What you need to do is set up your variables first:
$hometeam = isset($_POST['hometeam']) ? $_POST['hometeam'] : NULL;
$awayteam = isset($_POST['awayteam']) ? $_POST['awayteam'] : NULL;
$result = isset($_POST['result']) ? $_POST['result'] : NULL;
You can then do your database interaction:
$sql = "INSERT INTO scores hometeam, awayteam, result VALUES $hometeam, $awayteam, $result";
if (!mysql_query($sql,$con))
{
die('Error: ' . mysql_error());
}
echo "1 record added";
mysql_close($con);
I should say that I haven't included any security on this - you should look into PDO or prepared statements to make sure your database isn't open to SQL Injection.
Hope this helps!
First off, there's a huge security flaw in this code, which is not sanitizing your inputs. A user could insert whatever they like and it's executed on the DB without any checking. This is bad.
At the very least, you should be using something like mysql_real_escape_string(), even though even that is not exactly the best thing for the job (Google PHP + PDO for example).

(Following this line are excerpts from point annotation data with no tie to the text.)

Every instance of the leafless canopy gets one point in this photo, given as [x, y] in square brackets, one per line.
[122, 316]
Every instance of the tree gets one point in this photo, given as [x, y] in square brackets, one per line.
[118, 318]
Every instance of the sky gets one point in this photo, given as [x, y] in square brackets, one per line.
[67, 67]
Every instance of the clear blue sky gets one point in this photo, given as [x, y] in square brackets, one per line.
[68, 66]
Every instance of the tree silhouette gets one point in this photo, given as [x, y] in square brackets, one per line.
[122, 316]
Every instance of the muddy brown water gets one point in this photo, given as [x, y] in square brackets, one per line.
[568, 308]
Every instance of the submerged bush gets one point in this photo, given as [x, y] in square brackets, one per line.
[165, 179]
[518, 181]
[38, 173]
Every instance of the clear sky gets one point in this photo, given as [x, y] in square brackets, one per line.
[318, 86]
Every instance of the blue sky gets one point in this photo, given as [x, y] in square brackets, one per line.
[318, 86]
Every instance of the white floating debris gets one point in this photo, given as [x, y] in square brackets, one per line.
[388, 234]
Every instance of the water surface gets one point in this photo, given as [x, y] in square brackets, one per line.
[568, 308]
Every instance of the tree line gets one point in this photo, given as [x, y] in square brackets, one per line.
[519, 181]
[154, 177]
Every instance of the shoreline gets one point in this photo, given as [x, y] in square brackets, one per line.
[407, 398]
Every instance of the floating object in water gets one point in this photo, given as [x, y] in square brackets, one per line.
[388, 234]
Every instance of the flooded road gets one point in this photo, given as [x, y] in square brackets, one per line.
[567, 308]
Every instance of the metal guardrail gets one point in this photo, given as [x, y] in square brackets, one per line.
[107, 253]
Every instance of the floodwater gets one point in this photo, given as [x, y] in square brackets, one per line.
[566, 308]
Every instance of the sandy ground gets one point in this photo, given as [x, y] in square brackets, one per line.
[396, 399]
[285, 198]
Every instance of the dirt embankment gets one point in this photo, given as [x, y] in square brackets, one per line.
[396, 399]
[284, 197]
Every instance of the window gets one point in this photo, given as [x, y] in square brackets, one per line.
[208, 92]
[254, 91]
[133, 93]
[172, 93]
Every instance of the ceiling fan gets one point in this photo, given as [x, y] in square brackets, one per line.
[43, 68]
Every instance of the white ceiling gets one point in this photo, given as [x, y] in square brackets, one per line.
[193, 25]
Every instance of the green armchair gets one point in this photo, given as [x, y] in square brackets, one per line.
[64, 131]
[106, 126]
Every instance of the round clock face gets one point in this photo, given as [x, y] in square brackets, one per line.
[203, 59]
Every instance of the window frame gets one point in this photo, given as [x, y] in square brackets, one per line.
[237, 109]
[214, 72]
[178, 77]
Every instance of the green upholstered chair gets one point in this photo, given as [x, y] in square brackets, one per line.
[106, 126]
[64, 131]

Secondly, you're actually executing one query using one variable. If $_POST['result'] is set, then $sql will always be the last value. What you might want to do is make the query like so:
$query = 'INSERT INTO scores ('.$fields.') VALUES ('.$values.')';
And construct the $fields and $values variables using your if(!empty( .. )) code.
But to reiterate SANITIZE YOUR INPUTS
3 insert into statements will insert 3 records, with unspecified fields left as null or default.
you must use 1 insert into statement, something like:
<?php
$con = mysql_connect("*","*","*");
if (!$con)
{
die('Could not connect: ' . mysql_error());
}
mysql_select_db("*", $con);
#$sql="INSERT INTO scores (hometeam,awayteam,result) VALUES ('{$_POST[hometeam]}','{$_POST[awayteam]}','{$_POST[result]}')";
if (!mysql_query($sql,$con))
{
die('Error: ' . mysql_error());
}
echo "1 record added";
mysql_close($con);
?>
here, unspecified values will come as empty string, if that is a problem, first assign them to 3 seperate variables with ifs (e.g. set empty ones to null), then use them
I think there is some problem with the declaration of name of your input field in you html form. Make sure, $_POST[hometeam] must be the same input name in your form
Example:
In your form
<input type="text" name="hometeam" value="" />
In your PHP
if (!empty($_POST[hometeam])) {
$sql="INSERT INTO scores (hometeam) VALUES ('$_POST[hometeam]')";
}
And also, please use addslashes or mysql_real_escape_string in your post values before adding it on the database.
Look at this link below:
http://php.net/manual/en/function.addslashes.php
http://php.net/manual/en/function.mysql-real-escape-string.php
if (!empty($_POST['hometeam'])) {
$sql="INSERT INTO scores (hometeam) VALUES ('" . $_POST['hometeam'] . "')";
}
Notice the single quotes around the 'hometeam' part.
You should also clean that using mysql_real_escape_string($_POST['hometeam']).
Bear in mind this will create upto 3 rows for each call, if you want to have a row like scores (hometeam, awayteam, result) you'll need to construct your query differently (i.e. a single query not 3 seperate ones).